We researched our problem by completing the following steps that you can also use on your team:
- Gather more data: identify what needs improvement and who owns those jobs
- Improve error research: check data logs and interview people handling tech debt
- Seek perfection: create a dashboard to drive action towards repeat offenders and to allow for ownership of each team’s portfolio
Gather a team to address the issues
After having a better understanding of where the debt existed and which teams were the largest drivers of debt, our leader gathered a team to address the issues that were identified in the tech debt data review. It was important for our team to not just patch issues but to resolve them permanently and to prevent them in the future. We didn’t want to simply patch local breaks, but to improve the underlying system issues.
- Local issues in this case refer to human error, a singular break, or something not related to other breaks.
- Global issues refer to larger scale concerns, such as mis-aligned standards, poor documentation and governance, and lacking quality assurance support.
To ensure that we truly solved the root cause of our technical debt, it was important to gather the experts involved in the work and have our team drive to perfection.
We used the following three-pronged approach to address our issues. You can also use them when addressing your own tech debt.
Create a multi-tiered review flow:
Research local and global problems.

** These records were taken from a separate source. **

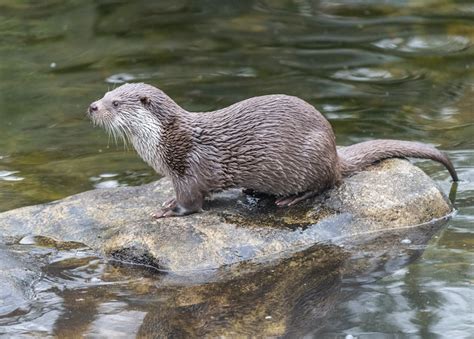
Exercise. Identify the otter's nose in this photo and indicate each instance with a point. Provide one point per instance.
(93, 107)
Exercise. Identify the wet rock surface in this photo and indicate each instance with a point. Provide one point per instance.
(235, 227)
(302, 257)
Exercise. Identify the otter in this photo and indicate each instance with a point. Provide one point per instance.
(273, 144)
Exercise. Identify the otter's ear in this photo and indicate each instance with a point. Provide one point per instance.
(145, 100)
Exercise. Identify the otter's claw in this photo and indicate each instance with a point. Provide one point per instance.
(169, 203)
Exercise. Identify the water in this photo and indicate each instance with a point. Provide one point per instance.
(398, 69)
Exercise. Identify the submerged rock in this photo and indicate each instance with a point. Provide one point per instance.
(235, 227)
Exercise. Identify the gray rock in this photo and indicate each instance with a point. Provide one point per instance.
(235, 227)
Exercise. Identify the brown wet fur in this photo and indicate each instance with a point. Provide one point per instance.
(273, 144)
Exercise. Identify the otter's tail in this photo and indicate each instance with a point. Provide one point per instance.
(356, 157)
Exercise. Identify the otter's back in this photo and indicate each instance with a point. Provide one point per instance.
(274, 144)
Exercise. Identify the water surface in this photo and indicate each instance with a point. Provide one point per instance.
(391, 69)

Identify the root cause of the issue and review if it impacts more than the one issue.
Solve local and global issues. Identify the local solution and review if a global solution is needed.
Create constancy of purpose
Do this with a two-week remediation team sprint through tiered research layers. Week 1 is for the root cause analysis and week 2 is where a solution is identified.

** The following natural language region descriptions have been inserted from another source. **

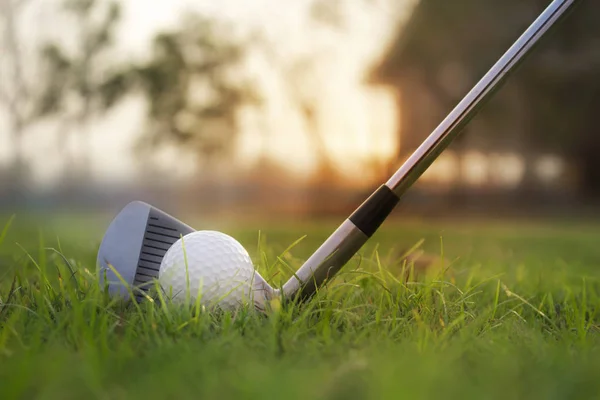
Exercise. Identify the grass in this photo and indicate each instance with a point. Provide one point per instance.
(513, 313)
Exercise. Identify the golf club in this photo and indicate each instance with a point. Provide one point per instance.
(139, 236)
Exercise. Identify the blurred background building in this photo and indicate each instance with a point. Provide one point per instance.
(291, 107)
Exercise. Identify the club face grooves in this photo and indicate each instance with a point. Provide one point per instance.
(161, 232)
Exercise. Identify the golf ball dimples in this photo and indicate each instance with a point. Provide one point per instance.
(219, 268)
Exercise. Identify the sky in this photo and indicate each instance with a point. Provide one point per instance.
(359, 123)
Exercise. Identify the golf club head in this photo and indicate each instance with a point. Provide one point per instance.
(134, 245)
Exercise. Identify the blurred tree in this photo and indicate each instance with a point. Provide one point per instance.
(194, 88)
(547, 105)
(77, 85)
(16, 95)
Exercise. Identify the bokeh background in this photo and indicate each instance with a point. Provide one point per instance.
(291, 108)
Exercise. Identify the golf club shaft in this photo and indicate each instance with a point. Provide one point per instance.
(339, 248)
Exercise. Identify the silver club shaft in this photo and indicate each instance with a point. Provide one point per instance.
(341, 246)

As the image below shows, the different research tiers and the time devoted to them.
- Tier 1: Tuesday/Thursday review
- Tier 2: Weekly review
- Tier 3: Biweekly review
Continually resolve local and global issues, reprioritize based on impact, and establish practices and procedures to prevent errors from occurring
The image shows how this is a continual process of planning, doing, checking and acting while addressing local and global problems with local and global solutions.
Through several remediation team sprints, our team was able to make meaningful impact on their tech debt. This presented itself in many ways, but most importantly, it allowed our engineers to focus on delivering new work and reducing the impact of technical debt through local and global best practices and prevention.
My best recommendations to reducing technical debt are to set the goal for your organization, establish a leader to focus upon this effort, gather data through research to understand more, and then focus your time and constancy of purpose on perfection. Additionally, consider these other goals as well:
- Create value for customers: build more visibility into the value this provides to business partners and developers
- Assure quality at the source: continue to simplify, automate, and enhance systems to prevent errors
- Seek perfection: as repeat incident offenders decrease, focus is on reducing job run time and other SLA-related activities
- Think scientifically: Use the metadata reporting available from cloud technology to continue reduction efforts
Reducing technical debt will not only ensure a smooth, completed customer journey, but it will also improve your engineers’ morale as they are freed up to focus on forward thinking initiatives.